Batch Size and Gradual Unfreezing

Wouldn’t it make sense to have a dynamic batch size when doing Gradual Unfreezing in Transfer Learning? If not I guess you just waste a lot of memory

learner.freeze_to(-1) = PARAMS["BS"] * 16

I am using fastai in combination with huge Transformer models and it makes a lot of sense to me. Why should I use the same batch size when fine-tuning a single linear layer vs. training an unfrozen RoBERTa Large ??

Would be nice if you could share your thoughts. I am running some experiments with this right now and will update this thread with the results.

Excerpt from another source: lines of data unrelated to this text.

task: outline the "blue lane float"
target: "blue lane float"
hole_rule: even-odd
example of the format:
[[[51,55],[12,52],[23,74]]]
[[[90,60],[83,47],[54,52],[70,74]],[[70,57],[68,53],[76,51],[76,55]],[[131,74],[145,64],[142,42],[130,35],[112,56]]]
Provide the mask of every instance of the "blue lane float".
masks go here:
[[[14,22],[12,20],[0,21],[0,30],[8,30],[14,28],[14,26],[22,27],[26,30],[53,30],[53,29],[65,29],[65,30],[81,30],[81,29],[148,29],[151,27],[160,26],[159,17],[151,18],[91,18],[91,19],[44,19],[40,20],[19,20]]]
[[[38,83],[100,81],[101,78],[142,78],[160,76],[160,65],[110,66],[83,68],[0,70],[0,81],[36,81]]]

One thing I could think of:
big batch size --> fewer updates per epoch (maybe noisy directions are corrected later?)
smaller batch size --> more updates per epoch (so direction can be corrected more often)

(A little bit like gradient descent vs. SGD.)

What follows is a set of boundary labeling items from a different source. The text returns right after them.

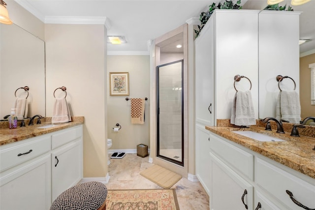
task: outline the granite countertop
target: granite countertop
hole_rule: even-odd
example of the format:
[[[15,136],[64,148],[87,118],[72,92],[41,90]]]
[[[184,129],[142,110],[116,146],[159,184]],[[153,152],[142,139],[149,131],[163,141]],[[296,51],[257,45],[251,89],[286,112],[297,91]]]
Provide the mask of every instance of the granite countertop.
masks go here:
[[[51,124],[51,119],[50,118],[47,118],[48,120],[46,119],[46,122],[40,124],[27,125],[24,127],[18,127],[14,129],[9,128],[0,129],[0,146],[60,131],[76,125],[81,125],[83,124],[84,121],[84,117],[72,117],[71,122],[57,124],[58,126],[48,128],[37,128],[39,127]]]
[[[315,138],[301,136],[294,137],[290,133],[278,134],[267,131],[264,128],[206,126],[206,129],[254,152],[315,178]],[[263,142],[232,133],[246,130],[266,134],[285,140],[284,141]]]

I guess this will also depend on the used optimizer?
When you increase the batch size do you adapt the learning rate too?
How big is the difference in the execution time?

1 Like

Thanks @MicPie
Have in mind that batch sizes become relatively small when using these giant transformers. I have to lower it all the way to 2 when fitting RoBERTa Large on my TitanXp . Interestingly things like the learning rate finder start to fail with a batch size that small.

I am still running the experiments. Once I have it I will share my code and results.

Ok, that’s already a small bs.

I am not used to training huge LM, but maybe they do use gradient accumulation if the bs is so small?